8.2. Getting the Data

The first step is to figure out what web pages we need to request to get the data in any form. With the BBC extractor, it was just a matter of requesting the single page http://news.bbc.co.uk, but here there's no one page that lists all the data we want. Instead, you can view the program description for each show, one day at a time. Moreover, the URL for each such page looks like this, which displays the program info for July 2, 2001:


It's relatively clear that the format for the bit after the equal sign is the two-digit month, %2F, the two-digit day, %2F, and the four-digit year. (It's even more clear when you consider that %2F is the / character encoded, so that the above means 07/02/2001.) Harvesting all the data is a simple matter of iterating over all the days of the month (or whatever period you want to cover), skipping weekends (because the program listings are only for weekdays), substituting the proper date numbers into that URL. Once each page is harvested, the data can be extracted from it.

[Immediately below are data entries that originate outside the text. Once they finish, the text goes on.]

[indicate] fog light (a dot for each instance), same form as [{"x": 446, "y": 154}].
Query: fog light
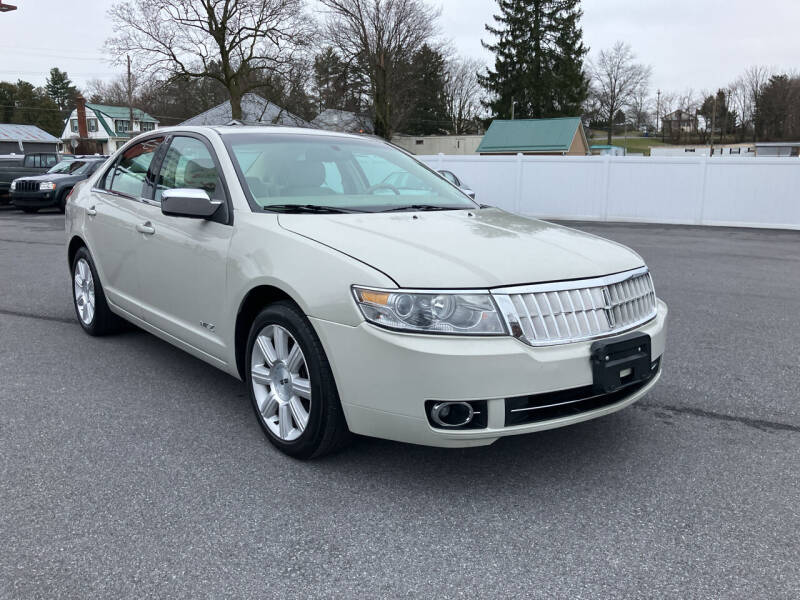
[{"x": 452, "y": 414}]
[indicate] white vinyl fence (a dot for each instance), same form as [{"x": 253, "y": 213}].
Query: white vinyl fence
[{"x": 743, "y": 192}]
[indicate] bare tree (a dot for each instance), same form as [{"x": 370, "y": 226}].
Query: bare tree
[
  {"x": 615, "y": 79},
  {"x": 379, "y": 37},
  {"x": 114, "y": 91},
  {"x": 463, "y": 92},
  {"x": 640, "y": 106},
  {"x": 754, "y": 80},
  {"x": 229, "y": 41}
]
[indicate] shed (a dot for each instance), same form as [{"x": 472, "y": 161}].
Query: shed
[
  {"x": 21, "y": 139},
  {"x": 562, "y": 136}
]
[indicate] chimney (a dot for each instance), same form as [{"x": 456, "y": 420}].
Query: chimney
[{"x": 83, "y": 130}]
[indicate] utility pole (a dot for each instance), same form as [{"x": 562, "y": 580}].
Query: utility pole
[
  {"x": 713, "y": 118},
  {"x": 130, "y": 99},
  {"x": 658, "y": 110}
]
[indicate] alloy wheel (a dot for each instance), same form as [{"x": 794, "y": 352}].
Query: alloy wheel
[
  {"x": 281, "y": 382},
  {"x": 84, "y": 291}
]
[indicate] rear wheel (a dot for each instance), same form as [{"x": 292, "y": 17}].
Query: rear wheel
[
  {"x": 291, "y": 384},
  {"x": 90, "y": 302}
]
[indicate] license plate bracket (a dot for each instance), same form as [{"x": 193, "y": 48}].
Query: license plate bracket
[{"x": 620, "y": 361}]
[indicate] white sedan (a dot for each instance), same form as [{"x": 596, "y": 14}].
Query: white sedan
[{"x": 350, "y": 304}]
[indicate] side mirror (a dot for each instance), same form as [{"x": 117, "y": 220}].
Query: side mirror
[{"x": 186, "y": 202}]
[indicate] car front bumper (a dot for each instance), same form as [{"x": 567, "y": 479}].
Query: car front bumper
[
  {"x": 33, "y": 199},
  {"x": 384, "y": 379}
]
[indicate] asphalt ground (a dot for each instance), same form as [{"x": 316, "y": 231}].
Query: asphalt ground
[{"x": 130, "y": 469}]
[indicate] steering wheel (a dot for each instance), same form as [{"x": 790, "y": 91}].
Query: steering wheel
[{"x": 378, "y": 186}]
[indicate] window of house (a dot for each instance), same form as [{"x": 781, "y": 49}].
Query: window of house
[{"x": 129, "y": 174}]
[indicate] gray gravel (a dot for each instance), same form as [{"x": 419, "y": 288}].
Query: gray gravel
[{"x": 130, "y": 469}]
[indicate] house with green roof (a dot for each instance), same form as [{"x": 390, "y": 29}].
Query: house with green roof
[
  {"x": 102, "y": 129},
  {"x": 563, "y": 136}
]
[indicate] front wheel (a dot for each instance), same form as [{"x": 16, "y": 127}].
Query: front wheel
[
  {"x": 87, "y": 295},
  {"x": 291, "y": 384}
]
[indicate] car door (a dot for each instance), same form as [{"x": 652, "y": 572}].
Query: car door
[
  {"x": 113, "y": 217},
  {"x": 183, "y": 261}
]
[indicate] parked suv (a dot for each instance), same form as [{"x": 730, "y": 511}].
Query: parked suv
[
  {"x": 12, "y": 167},
  {"x": 52, "y": 188},
  {"x": 348, "y": 303}
]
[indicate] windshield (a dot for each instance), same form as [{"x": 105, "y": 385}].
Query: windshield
[
  {"x": 73, "y": 167},
  {"x": 285, "y": 172}
]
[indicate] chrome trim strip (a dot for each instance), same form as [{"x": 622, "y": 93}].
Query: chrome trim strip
[
  {"x": 621, "y": 294},
  {"x": 556, "y": 286}
]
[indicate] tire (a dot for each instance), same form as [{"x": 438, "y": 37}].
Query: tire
[
  {"x": 291, "y": 384},
  {"x": 88, "y": 298}
]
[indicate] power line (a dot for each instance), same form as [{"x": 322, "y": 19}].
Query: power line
[{"x": 68, "y": 110}]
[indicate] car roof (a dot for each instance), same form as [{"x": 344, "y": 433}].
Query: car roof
[{"x": 226, "y": 130}]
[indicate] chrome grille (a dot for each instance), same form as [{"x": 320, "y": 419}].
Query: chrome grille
[
  {"x": 571, "y": 311},
  {"x": 27, "y": 186}
]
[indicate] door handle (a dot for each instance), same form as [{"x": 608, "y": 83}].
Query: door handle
[{"x": 146, "y": 228}]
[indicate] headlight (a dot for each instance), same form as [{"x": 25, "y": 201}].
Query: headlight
[{"x": 434, "y": 312}]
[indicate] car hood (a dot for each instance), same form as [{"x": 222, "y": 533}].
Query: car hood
[
  {"x": 51, "y": 177},
  {"x": 464, "y": 249}
]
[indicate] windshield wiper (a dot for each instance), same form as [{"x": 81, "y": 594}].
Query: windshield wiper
[
  {"x": 309, "y": 208},
  {"x": 420, "y": 207}
]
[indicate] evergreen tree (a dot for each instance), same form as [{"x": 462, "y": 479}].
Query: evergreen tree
[
  {"x": 538, "y": 59},
  {"x": 336, "y": 83},
  {"x": 429, "y": 113},
  {"x": 59, "y": 88},
  {"x": 26, "y": 104}
]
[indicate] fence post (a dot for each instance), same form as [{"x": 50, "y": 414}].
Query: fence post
[
  {"x": 606, "y": 184},
  {"x": 701, "y": 208},
  {"x": 518, "y": 199}
]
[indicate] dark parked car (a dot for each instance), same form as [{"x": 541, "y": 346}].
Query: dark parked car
[
  {"x": 13, "y": 167},
  {"x": 51, "y": 189}
]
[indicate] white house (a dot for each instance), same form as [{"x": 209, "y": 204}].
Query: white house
[{"x": 102, "y": 129}]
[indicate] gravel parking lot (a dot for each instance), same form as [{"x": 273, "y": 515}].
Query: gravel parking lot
[{"x": 130, "y": 469}]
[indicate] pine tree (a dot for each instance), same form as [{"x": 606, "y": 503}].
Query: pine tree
[
  {"x": 429, "y": 114},
  {"x": 538, "y": 59},
  {"x": 60, "y": 89}
]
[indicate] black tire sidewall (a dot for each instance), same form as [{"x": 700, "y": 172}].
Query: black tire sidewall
[
  {"x": 102, "y": 314},
  {"x": 323, "y": 391}
]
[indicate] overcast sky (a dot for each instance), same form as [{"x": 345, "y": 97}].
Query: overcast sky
[{"x": 699, "y": 44}]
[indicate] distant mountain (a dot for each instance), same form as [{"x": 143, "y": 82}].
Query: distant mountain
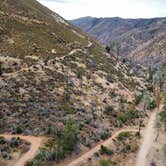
[
  {"x": 142, "y": 40},
  {"x": 51, "y": 70}
]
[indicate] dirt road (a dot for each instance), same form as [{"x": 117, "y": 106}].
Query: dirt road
[
  {"x": 34, "y": 147},
  {"x": 148, "y": 140},
  {"x": 106, "y": 143}
]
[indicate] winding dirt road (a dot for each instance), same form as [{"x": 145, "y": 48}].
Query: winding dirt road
[
  {"x": 106, "y": 143},
  {"x": 34, "y": 147},
  {"x": 148, "y": 140}
]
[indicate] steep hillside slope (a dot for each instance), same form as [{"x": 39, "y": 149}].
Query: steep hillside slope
[
  {"x": 51, "y": 71},
  {"x": 141, "y": 40}
]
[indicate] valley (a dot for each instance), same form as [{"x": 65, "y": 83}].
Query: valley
[{"x": 67, "y": 100}]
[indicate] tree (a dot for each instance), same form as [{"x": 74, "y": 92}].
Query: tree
[
  {"x": 69, "y": 136},
  {"x": 157, "y": 84},
  {"x": 1, "y": 70},
  {"x": 146, "y": 101},
  {"x": 157, "y": 126},
  {"x": 113, "y": 47},
  {"x": 163, "y": 112}
]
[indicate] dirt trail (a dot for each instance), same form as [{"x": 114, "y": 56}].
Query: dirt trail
[
  {"x": 34, "y": 147},
  {"x": 148, "y": 139},
  {"x": 106, "y": 143}
]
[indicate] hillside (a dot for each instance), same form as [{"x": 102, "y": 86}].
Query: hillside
[
  {"x": 53, "y": 75},
  {"x": 141, "y": 40}
]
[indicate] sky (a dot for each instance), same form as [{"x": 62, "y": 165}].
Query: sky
[{"x": 72, "y": 9}]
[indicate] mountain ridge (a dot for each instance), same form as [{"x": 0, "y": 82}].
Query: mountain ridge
[{"x": 132, "y": 34}]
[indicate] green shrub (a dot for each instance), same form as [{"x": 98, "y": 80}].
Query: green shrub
[
  {"x": 152, "y": 105},
  {"x": 109, "y": 109},
  {"x": 138, "y": 99},
  {"x": 104, "y": 135},
  {"x": 105, "y": 162},
  {"x": 123, "y": 135},
  {"x": 105, "y": 150}
]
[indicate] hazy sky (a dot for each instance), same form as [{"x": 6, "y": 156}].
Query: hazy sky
[{"x": 70, "y": 9}]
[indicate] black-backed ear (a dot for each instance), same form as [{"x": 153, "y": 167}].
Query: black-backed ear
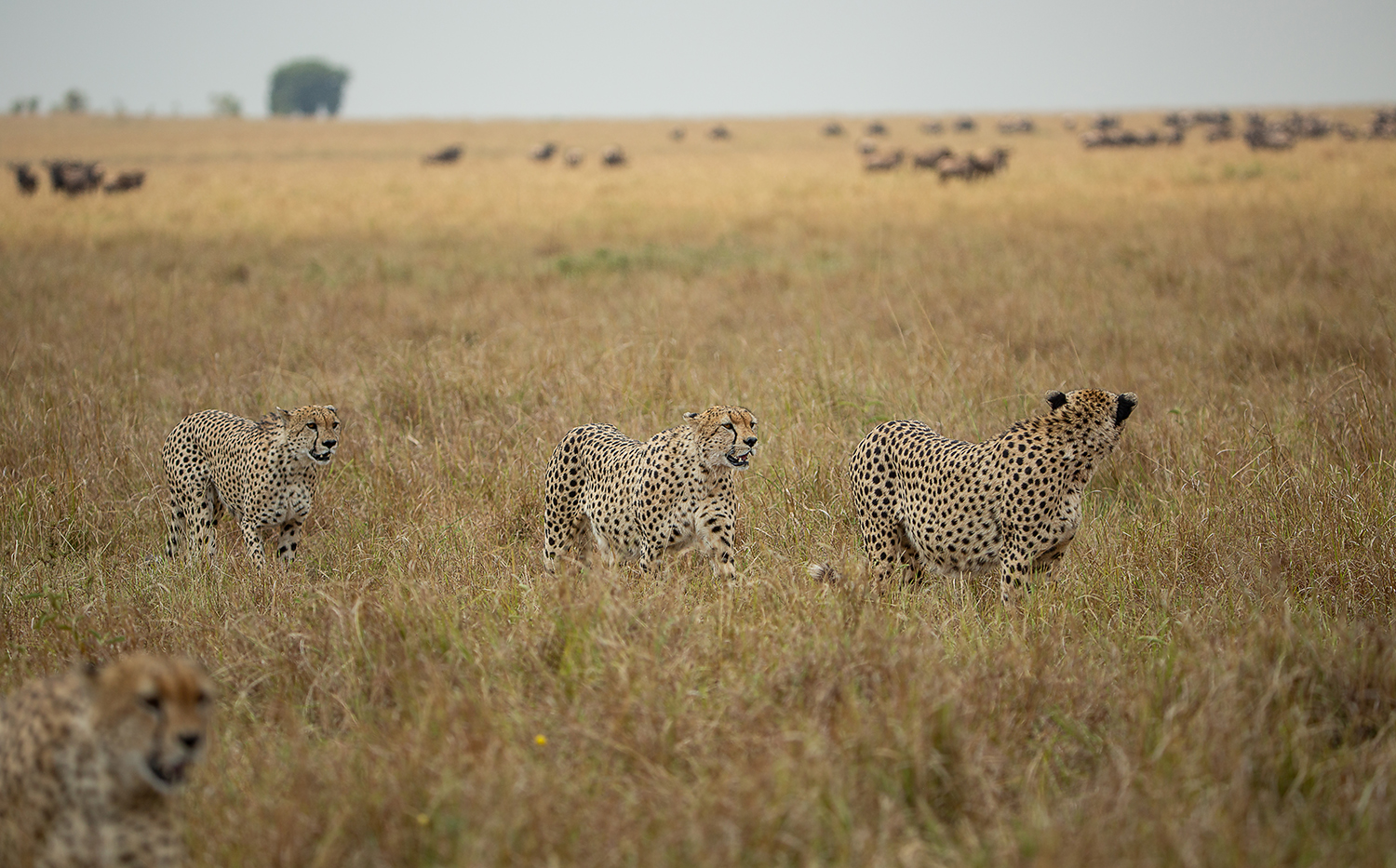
[{"x": 1125, "y": 405}]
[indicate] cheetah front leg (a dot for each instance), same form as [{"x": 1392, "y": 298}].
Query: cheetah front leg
[
  {"x": 1018, "y": 567},
  {"x": 887, "y": 547},
  {"x": 712, "y": 527},
  {"x": 288, "y": 541},
  {"x": 251, "y": 535}
]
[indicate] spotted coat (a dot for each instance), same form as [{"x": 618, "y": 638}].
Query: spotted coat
[
  {"x": 634, "y": 501},
  {"x": 88, "y": 761},
  {"x": 1013, "y": 501},
  {"x": 262, "y": 472}
]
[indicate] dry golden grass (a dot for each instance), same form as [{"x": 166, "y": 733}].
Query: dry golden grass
[{"x": 1211, "y": 678}]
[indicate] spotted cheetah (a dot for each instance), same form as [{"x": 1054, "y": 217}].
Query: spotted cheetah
[
  {"x": 88, "y": 761},
  {"x": 637, "y": 500},
  {"x": 262, "y": 472},
  {"x": 1013, "y": 501}
]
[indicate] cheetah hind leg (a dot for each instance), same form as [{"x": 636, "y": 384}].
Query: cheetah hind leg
[
  {"x": 201, "y": 524},
  {"x": 175, "y": 527},
  {"x": 570, "y": 541}
]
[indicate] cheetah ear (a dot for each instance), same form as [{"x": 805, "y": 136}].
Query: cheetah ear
[{"x": 1125, "y": 405}]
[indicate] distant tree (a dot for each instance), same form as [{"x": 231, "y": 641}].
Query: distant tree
[
  {"x": 304, "y": 87},
  {"x": 74, "y": 102},
  {"x": 226, "y": 105}
]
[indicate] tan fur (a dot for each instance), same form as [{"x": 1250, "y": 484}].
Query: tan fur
[
  {"x": 88, "y": 761},
  {"x": 262, "y": 472},
  {"x": 1013, "y": 502},
  {"x": 637, "y": 500}
]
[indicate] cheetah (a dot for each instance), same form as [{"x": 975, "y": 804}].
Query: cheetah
[
  {"x": 262, "y": 472},
  {"x": 88, "y": 761},
  {"x": 636, "y": 500},
  {"x": 1013, "y": 501}
]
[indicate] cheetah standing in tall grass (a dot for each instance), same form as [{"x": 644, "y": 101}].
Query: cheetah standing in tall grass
[
  {"x": 1013, "y": 501},
  {"x": 88, "y": 761},
  {"x": 262, "y": 472},
  {"x": 637, "y": 500}
]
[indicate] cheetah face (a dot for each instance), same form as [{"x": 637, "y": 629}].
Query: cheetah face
[
  {"x": 726, "y": 435},
  {"x": 313, "y": 429},
  {"x": 153, "y": 714}
]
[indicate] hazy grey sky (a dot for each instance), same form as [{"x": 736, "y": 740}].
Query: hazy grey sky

Already the outlines of the program's design are becoming clear: there needs to be a loop that harvests the contents of a URL based on each date, then scans the returned content. Scanning the content isn't a distinct enough task that it has to be part of the same block of code as the code that actually harvests the URL. Instead, it can simply be a routine that is given a new stream from which it is expected to extract data. Moreover, that is the hard part of the program, so we might as well do that first (the stuff with date handling and URL interpolation is much less worrisome, and can be put off until last).

So, to figure out the format of the data we want to harvest, consider a typical program listing page in its rendered form in a browser. We establish that this is a "typical" page (shown in Figure 8-1) by flipping through the listings and finding that they all pretty much look like that. (That stands to reason, as the URL tells us that they're being served dynamically, and all through the same .cfm—Cold Fusion—file, such that having each day's bit of content poured into a common template is the easy way for the web site's designers to have implemented this.) So we have good reason to hope that whatever code we work up to extract successfully from one typical page, would hopefully work for all of them. The only remarkable difference is in the number of segments per show: here there's two, but there could be one, or four, or even more. Also, the descriptions can be several paragraphs, sometimes much shorter.

Figure 8-1: Fresh Air web page

Figure 8-1. Fresh Air web page

What we want to extract here is the link text that says "Monday - July 2, 2001," "Editor and writer Walter Kirn," and "Casting director and actress Joanna Merlin," and for each we also want the link URL as an absolute URL. We don't want the "Listen to" part, since it'd be pointlessly repetitive to have a whole month's worth of listings where every line starts with "Listen to".